So this is the first beta revision schematic:
to do; Remove extensive divider, and local xtal oscillator, add simple divider-by-two (1/2 74HC74). √ Done.
add audio output to stereo jack (mix A, B and C outputs) √ Done.
Add write register logic (Raise BC1 also during valid IORD cycle). √ Done.
add third port header for pinheader as in ZX81+35, as alternative for edge connector. √ Done.
add SD-card interface logic, need pullups on GPIO √ Done.
build prototype and test.
try to get to read (FAT32) SD-card using bit-bang driver.
first final version, without sd-card interface
Revision 1.2, not using GPIOs: File:PSG for ZX81plus35 REV 1.2.pdf
second final version, with sd-card interface
Revision 1.3: File:PSG for ZX81plus35 REV 1.3.pdf
note, I made a mistake! the sd-card can output levels up-to 3v3, which is fine for the PSG (AY-3-8912), witch just needs a signal between 2.5V and 5V, but the PSG can output 5V levels (when the GPIO port is programmed as output) but the SD-card cannot cope with 5V levels. Initially I thought the PSG used open collector outputs, so I simply used pullups to 3V3, but I'm not sure the PSG won't output 5V levels, so the pullups to 3V3 serve no use (other than to keep the clock level stable high during use of a GPIO input) so the resistor setup should change so that a 5V output from the PSG reaches the SD-card as no more than 3V3 so I need to change the circuit so it uses a resistor divider. a pullup on the clock line is still needed to keep the clock line high during using the GPIO as input, to avoid spurious clock signals, but the pullup will be to 5V, not 3V3.
A preview of the board, created with Altium.
Revision 1.4 with level shifting resistor dividers
data lines are pulled up (both DO and DI are normally high) clock and latch (CS) are not as they are normally low, the lower part of the resistor divider act like pull downs so neither a clock or a trigger is generated during a GPIO read cycle (all GPIOs become either input or outputs together). The 22K resistors also split the bus to avoid damage should both the GPIOs and the SD-card try to put different data on the "bus". PS. I noticed that with the original resistor values the SD-card could not drive the PSG inputs low enough, so I updated the resistor values in the .PDF, the .PNG will be updated ASAP.

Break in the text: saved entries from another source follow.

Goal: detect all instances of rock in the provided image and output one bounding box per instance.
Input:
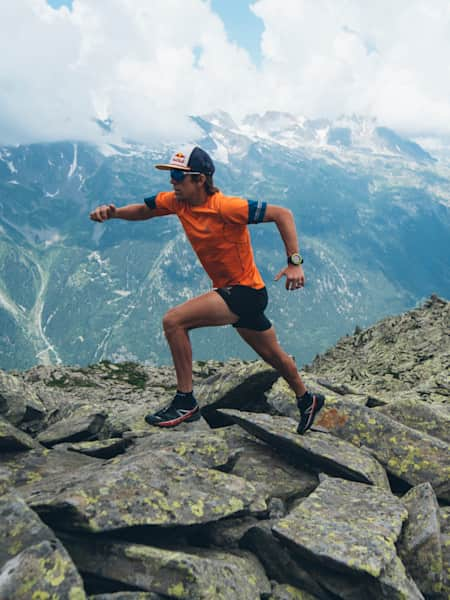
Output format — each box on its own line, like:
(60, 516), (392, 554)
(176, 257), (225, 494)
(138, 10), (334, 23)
(23, 450), (266, 533)
(62, 534), (271, 599)
(0, 369), (42, 425)
(0, 415), (37, 451)
(0, 539), (87, 600)
(272, 477), (407, 579)
(127, 428), (235, 470)
(377, 398), (450, 443)
(221, 426), (319, 501)
(397, 482), (443, 596)
(37, 412), (107, 446)
(440, 507), (450, 599)
(0, 492), (56, 565)
(201, 515), (260, 548)
(268, 583), (321, 599)
(240, 523), (332, 599)
(0, 446), (102, 489)
(196, 360), (280, 426)
(313, 396), (450, 500)
(219, 409), (389, 488)
(62, 437), (133, 459)
(306, 296), (450, 406)
(0, 492), (86, 599)
(88, 594), (165, 599)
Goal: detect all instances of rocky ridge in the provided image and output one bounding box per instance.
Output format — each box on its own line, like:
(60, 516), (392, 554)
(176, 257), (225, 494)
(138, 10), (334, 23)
(0, 296), (449, 599)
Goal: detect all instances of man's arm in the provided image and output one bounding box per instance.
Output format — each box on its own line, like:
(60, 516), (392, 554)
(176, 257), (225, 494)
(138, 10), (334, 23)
(90, 203), (153, 223)
(263, 204), (305, 290)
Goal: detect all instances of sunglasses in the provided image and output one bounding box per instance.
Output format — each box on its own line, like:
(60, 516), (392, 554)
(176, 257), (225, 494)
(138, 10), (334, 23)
(170, 169), (201, 182)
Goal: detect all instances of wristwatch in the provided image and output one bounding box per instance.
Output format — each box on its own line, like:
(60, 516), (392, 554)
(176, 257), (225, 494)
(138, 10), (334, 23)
(287, 253), (304, 266)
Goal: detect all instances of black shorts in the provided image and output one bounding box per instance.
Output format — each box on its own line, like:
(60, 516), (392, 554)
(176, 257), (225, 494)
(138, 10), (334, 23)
(215, 285), (272, 331)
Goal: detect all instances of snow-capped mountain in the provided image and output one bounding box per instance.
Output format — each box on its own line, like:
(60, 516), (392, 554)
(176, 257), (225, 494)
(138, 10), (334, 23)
(0, 113), (449, 370)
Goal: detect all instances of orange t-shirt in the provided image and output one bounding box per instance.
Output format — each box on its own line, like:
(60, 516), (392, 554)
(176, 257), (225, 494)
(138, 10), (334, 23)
(144, 191), (267, 289)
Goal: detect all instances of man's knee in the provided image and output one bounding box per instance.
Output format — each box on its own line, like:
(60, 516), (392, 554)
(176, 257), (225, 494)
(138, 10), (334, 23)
(162, 308), (181, 336)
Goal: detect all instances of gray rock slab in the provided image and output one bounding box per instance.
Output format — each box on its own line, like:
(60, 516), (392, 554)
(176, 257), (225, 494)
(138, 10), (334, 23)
(311, 396), (450, 501)
(0, 370), (38, 425)
(227, 431), (319, 501)
(201, 515), (260, 548)
(61, 437), (132, 459)
(219, 409), (389, 489)
(37, 412), (106, 446)
(272, 477), (407, 579)
(378, 398), (450, 443)
(63, 535), (270, 600)
(0, 492), (55, 567)
(23, 450), (266, 533)
(89, 594), (165, 600)
(0, 416), (36, 451)
(240, 522), (334, 599)
(127, 428), (234, 470)
(0, 539), (86, 600)
(374, 554), (424, 599)
(440, 507), (450, 599)
(268, 583), (321, 599)
(398, 482), (443, 596)
(196, 360), (280, 425)
(0, 446), (102, 489)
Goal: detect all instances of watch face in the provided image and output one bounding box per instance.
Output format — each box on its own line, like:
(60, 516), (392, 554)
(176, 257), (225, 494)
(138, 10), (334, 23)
(290, 253), (302, 265)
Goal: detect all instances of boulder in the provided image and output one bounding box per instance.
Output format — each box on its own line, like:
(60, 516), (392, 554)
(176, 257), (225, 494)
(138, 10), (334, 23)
(196, 360), (280, 425)
(62, 534), (270, 599)
(398, 482), (443, 596)
(0, 446), (102, 489)
(62, 437), (133, 459)
(0, 369), (43, 425)
(221, 425), (319, 501)
(0, 415), (37, 451)
(0, 540), (87, 600)
(127, 428), (235, 470)
(268, 583), (321, 599)
(0, 492), (86, 599)
(219, 409), (389, 488)
(37, 412), (106, 446)
(312, 396), (450, 501)
(377, 398), (450, 443)
(272, 477), (407, 579)
(23, 450), (266, 533)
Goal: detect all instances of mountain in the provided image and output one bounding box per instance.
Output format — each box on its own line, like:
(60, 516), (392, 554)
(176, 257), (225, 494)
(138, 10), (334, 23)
(0, 112), (449, 370)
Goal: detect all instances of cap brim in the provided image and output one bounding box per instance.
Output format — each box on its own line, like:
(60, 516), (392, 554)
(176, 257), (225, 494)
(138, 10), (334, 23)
(154, 164), (192, 171)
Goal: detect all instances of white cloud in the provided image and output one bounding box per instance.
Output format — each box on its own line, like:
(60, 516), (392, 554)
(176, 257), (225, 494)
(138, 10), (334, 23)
(0, 0), (449, 145)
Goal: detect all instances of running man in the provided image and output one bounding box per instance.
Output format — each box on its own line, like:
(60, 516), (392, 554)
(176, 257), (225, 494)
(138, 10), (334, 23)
(90, 146), (324, 434)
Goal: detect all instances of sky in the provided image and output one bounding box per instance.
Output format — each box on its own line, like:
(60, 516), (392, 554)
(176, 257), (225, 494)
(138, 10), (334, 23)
(1, 0), (450, 146)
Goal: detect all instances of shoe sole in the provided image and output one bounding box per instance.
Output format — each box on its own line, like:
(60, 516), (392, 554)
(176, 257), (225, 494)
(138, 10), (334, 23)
(149, 406), (201, 428)
(297, 395), (325, 434)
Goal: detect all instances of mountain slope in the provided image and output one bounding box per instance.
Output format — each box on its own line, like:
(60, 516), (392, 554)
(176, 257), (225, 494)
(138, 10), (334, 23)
(0, 114), (449, 370)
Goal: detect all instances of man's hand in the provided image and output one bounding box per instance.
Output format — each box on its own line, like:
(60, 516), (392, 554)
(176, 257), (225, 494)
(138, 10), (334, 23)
(275, 265), (305, 291)
(90, 204), (117, 222)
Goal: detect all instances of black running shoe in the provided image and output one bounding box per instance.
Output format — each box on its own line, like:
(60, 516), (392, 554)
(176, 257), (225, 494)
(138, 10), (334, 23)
(297, 392), (325, 434)
(145, 396), (200, 427)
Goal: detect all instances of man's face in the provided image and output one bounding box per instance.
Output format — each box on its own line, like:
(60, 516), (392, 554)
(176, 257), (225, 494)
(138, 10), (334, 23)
(170, 172), (205, 203)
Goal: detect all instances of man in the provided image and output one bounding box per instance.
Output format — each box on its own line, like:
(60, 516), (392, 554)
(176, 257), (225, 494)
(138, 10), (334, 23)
(90, 145), (324, 434)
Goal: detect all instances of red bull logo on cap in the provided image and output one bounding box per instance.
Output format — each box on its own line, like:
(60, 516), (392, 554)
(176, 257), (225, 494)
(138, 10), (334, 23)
(171, 151), (189, 167)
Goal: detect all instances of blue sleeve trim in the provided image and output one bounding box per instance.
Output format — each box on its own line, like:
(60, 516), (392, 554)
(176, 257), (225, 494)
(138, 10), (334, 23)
(144, 195), (157, 210)
(248, 199), (267, 224)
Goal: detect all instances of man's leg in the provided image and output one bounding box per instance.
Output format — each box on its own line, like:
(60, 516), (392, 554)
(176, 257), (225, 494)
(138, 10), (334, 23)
(236, 325), (307, 396)
(162, 291), (238, 392)
(237, 326), (324, 434)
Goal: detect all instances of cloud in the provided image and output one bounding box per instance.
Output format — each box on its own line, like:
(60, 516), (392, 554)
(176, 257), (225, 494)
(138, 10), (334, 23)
(0, 0), (449, 145)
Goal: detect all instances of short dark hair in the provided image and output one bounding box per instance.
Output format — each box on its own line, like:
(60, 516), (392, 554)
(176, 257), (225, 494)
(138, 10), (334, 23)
(192, 174), (219, 196)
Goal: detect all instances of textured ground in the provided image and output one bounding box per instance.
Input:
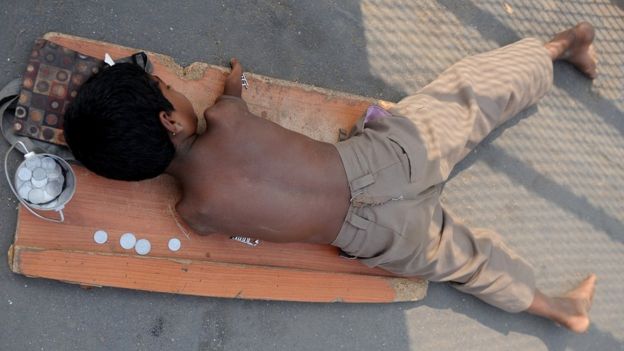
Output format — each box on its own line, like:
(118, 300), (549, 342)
(1, 1), (622, 350)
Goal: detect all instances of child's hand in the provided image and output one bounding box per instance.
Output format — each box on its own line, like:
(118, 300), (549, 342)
(223, 58), (243, 98)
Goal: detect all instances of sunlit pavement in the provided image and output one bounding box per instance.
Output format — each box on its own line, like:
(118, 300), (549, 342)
(1, 1), (622, 350)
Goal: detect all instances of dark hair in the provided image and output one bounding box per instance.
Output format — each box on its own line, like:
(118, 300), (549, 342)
(64, 63), (175, 181)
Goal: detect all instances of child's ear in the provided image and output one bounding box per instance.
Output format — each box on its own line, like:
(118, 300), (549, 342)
(159, 111), (177, 134)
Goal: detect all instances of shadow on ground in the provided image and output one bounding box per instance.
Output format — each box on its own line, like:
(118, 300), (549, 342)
(0, 1), (623, 350)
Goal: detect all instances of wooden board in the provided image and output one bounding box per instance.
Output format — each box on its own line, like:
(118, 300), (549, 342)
(8, 33), (427, 303)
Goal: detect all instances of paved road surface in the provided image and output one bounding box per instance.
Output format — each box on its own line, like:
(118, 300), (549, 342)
(1, 1), (622, 350)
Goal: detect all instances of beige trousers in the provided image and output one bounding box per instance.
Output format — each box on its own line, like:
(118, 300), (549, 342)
(332, 38), (553, 313)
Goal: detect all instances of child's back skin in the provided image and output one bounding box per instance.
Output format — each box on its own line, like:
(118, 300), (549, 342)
(167, 75), (350, 244)
(67, 23), (598, 333)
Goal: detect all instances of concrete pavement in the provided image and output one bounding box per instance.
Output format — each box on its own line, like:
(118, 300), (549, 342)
(1, 1), (622, 350)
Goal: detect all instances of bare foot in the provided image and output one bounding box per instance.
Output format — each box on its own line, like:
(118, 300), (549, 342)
(545, 22), (598, 79)
(552, 274), (597, 333)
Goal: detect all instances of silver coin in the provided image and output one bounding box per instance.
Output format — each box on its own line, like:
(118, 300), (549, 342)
(168, 238), (181, 252)
(135, 239), (151, 255)
(43, 199), (58, 209)
(25, 157), (41, 170)
(47, 171), (60, 179)
(45, 181), (62, 198)
(41, 157), (57, 170)
(17, 166), (32, 181)
(40, 190), (54, 203)
(49, 173), (64, 185)
(47, 172), (61, 182)
(42, 191), (55, 202)
(30, 175), (47, 188)
(93, 230), (108, 244)
(47, 164), (62, 179)
(28, 188), (46, 204)
(119, 233), (137, 249)
(32, 167), (46, 180)
(15, 178), (24, 190)
(18, 182), (32, 200)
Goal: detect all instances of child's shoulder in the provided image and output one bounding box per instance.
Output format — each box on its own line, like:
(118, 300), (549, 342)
(203, 95), (249, 122)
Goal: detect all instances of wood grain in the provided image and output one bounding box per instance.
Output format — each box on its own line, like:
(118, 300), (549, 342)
(13, 247), (426, 303)
(9, 33), (426, 303)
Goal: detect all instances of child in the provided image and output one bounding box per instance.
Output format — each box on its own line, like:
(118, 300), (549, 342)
(64, 22), (598, 333)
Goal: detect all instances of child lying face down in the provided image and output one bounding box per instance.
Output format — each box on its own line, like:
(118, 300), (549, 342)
(65, 57), (350, 244)
(64, 23), (598, 333)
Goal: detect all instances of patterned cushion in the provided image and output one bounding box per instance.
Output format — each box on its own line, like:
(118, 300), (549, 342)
(13, 39), (103, 145)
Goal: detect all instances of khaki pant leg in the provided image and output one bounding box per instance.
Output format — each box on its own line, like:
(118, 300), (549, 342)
(388, 38), (553, 188)
(374, 197), (536, 313)
(338, 39), (552, 312)
(429, 204), (536, 313)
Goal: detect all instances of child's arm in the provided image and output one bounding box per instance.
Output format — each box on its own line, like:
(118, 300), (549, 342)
(223, 58), (243, 98)
(173, 201), (220, 236)
(202, 58), (249, 121)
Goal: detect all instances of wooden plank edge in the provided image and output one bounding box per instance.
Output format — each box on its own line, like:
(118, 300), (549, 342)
(7, 244), (15, 272)
(41, 32), (395, 110)
(8, 205), (23, 273)
(12, 246), (427, 303)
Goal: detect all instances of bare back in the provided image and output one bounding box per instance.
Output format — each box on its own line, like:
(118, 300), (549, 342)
(175, 96), (350, 244)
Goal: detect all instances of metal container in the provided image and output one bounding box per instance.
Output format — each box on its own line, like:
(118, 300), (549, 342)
(4, 141), (76, 222)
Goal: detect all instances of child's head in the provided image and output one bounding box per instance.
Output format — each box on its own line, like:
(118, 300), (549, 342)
(64, 63), (198, 181)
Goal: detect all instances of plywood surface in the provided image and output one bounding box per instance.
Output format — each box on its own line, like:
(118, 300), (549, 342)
(9, 33), (427, 303)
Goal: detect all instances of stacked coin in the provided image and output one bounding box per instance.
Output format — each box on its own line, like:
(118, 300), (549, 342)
(15, 156), (65, 205)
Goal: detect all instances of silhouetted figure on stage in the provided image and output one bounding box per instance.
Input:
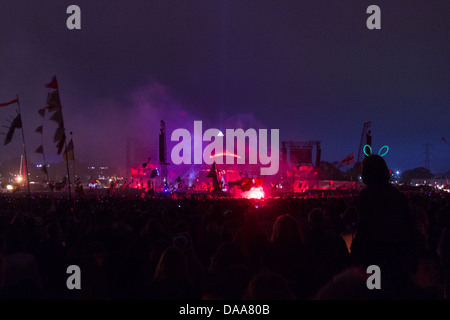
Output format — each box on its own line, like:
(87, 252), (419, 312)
(350, 155), (420, 297)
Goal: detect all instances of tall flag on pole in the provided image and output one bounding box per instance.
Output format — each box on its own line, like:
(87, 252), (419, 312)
(35, 111), (50, 180)
(44, 76), (66, 155)
(342, 153), (354, 166)
(45, 76), (59, 90)
(1, 96), (31, 194)
(4, 113), (22, 145)
(0, 97), (20, 145)
(43, 76), (72, 199)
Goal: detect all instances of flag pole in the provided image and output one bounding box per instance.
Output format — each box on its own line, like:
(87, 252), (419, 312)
(63, 132), (72, 201)
(16, 95), (31, 196)
(70, 132), (76, 186)
(51, 76), (72, 201)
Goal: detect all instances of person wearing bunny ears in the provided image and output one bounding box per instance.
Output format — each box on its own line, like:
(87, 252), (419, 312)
(350, 154), (421, 298)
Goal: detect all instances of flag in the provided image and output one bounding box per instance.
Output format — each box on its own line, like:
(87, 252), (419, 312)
(45, 76), (59, 90)
(46, 91), (61, 112)
(0, 98), (18, 107)
(342, 153), (354, 166)
(50, 109), (64, 124)
(207, 162), (220, 191)
(63, 139), (74, 161)
(35, 125), (43, 134)
(56, 136), (66, 155)
(442, 137), (448, 144)
(206, 161), (217, 178)
(4, 114), (22, 145)
(54, 126), (65, 143)
(52, 120), (66, 155)
(38, 108), (46, 117)
(45, 76), (66, 155)
(35, 145), (44, 154)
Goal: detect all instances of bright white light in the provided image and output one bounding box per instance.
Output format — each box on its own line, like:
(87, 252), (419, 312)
(396, 171), (400, 175)
(16, 176), (23, 182)
(242, 186), (265, 199)
(6, 185), (13, 190)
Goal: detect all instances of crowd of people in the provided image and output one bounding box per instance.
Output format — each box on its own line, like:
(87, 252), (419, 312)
(0, 155), (449, 300)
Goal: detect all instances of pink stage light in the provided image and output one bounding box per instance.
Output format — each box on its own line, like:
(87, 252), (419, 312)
(210, 152), (241, 159)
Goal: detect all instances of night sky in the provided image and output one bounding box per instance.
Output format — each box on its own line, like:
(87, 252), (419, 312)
(1, 0), (450, 175)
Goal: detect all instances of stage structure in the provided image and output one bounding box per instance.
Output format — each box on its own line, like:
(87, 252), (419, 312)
(280, 140), (321, 192)
(352, 121), (372, 179)
(124, 121), (169, 191)
(357, 121), (372, 165)
(281, 140), (321, 168)
(125, 137), (159, 189)
(159, 120), (169, 188)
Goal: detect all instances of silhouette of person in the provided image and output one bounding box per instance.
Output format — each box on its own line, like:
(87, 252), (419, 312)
(263, 214), (313, 299)
(243, 268), (296, 300)
(400, 248), (444, 300)
(315, 266), (385, 300)
(140, 245), (195, 300)
(303, 207), (351, 293)
(350, 155), (420, 297)
(0, 228), (45, 299)
(233, 211), (267, 273)
(201, 242), (250, 300)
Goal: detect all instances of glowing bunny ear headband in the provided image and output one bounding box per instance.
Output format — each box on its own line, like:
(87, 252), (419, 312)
(364, 145), (389, 157)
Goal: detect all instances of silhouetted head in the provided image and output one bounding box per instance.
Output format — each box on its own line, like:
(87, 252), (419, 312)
(209, 242), (244, 274)
(361, 155), (390, 186)
(154, 245), (189, 281)
(46, 222), (62, 240)
(243, 268), (296, 300)
(271, 214), (303, 245)
(308, 208), (324, 229)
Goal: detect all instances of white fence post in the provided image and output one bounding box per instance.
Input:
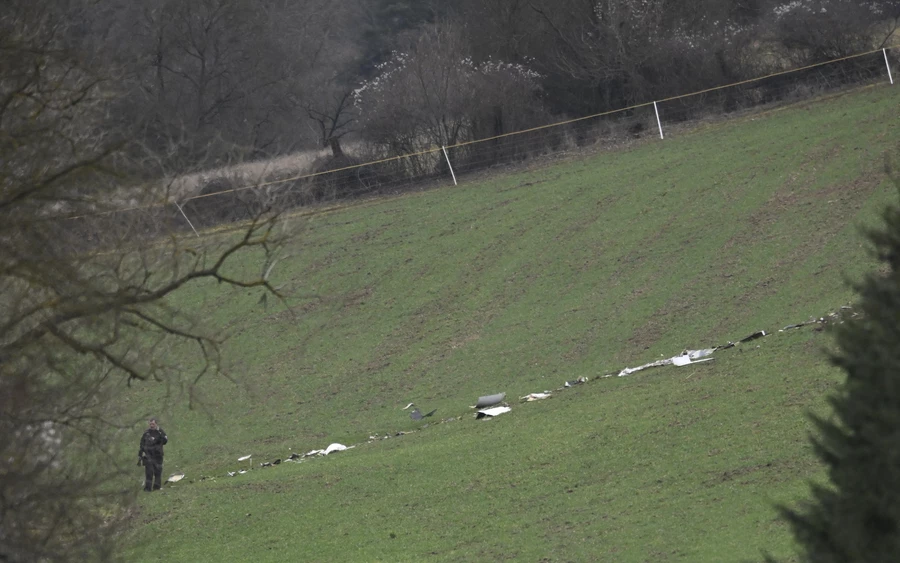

Revision 1.5 with multiple PSG board support
This version adds support for using two (or even three, if fan-out/fan-in and timing of the chips in the system allow it) PSG boards. It also adds support for using the PSG together with other boards that use A4, A5 or A6 as active low chip selects by adding three jumper locations with which you can disable the PSG for those "chip selects". When using two PSG boards you block one chip select for the primary, and another for the secondary board.
With two or more boards you can use a two wire (shielded) interconnect cable, so you can have six channel sound on one of the stereo jacks.
Revision 1.6, decided upon a DM3D Push-Pull micro-SD card reader
As said, I decided upon a cheap and cheerful, and easy to implement card slot, which schematic symbol is slightly different than the original, it does not have a write protect switch, and uses a different pin numbering.
this is the new picture:
I had to put this project on hold, as I discovered that I rotated the edge connector 180 degrees on the ZX81+35, and decided that I needed to correct that before I could continue with the expansion card. It has taken me a few weeks, and will take a few weeks more to correct the ZX81+35 layout, it quite a big job. after that I will have to rotate the connectors in the expansion card too, to adjust to the new correct layout, with pin 1 at the bottom (towards the user). Actually the 3D preview already showed pin 1 like that (the square pad), but the actual layout was wrong. I'm quite determined the ZX81+35 should be 100% compatible, so there was simply no way I would keep this error in. Another problem in the ZX81+35 I still intend to solve is the behavior in turbo mode, I think I know how to fix it.
Revision 2.0 corrected rotation of expansion connector
Resumed on PSG schematic on 27 September 2016. This version follows the correction of the rotation of the expansion connector, I did for the ZX81+35. File:PSG for ZX81plus35 REV 2.0.pdf
Now continuing with the layout. Note the new ZX81+35 (Revision 4.0) now will always output 3.25MHz on the expansion connector, even in turbo mode. Also added jumper so its theoretically possible to put 9V DC on the edge connector pin that on an original ZX81 carries 9V DC, but on my clone has only 5V, this makes it possible to become compatible for those expansions that require the 9V DC by adding an extra external 9V supply.
8 November 2016 Layout fully routed
This is a picture of the fully routed, and optimized PCB; I uploaded it with a filename without a "+" sign, to avoid the redirect issue that is plaguing this site:
20 October 2019, realized the 74LS02 NOR ports are defined wrong!
Their pin numbering of U5 is wrong! for example gate A should have pin 1 as the output, and pins 2 and 3 as inputs, but somehow the library contained/contains an error. This also means the PCB is wrong! I will fix it, but will need my old laptop with ultiboard/ulticap to do so.
23 October 2019, repaired definition 74LS02
New files were uploaded to GitHub
25 October 2019, PSG board tested and works!
I have confirmation that my ZON compatible PSG board, with a patched LS02, works fine with my ZX81_35 revision 4.0 ZX-81 clone.
Now I have a physical build up copy of my ZX81+35, I will probably will build one for myself too.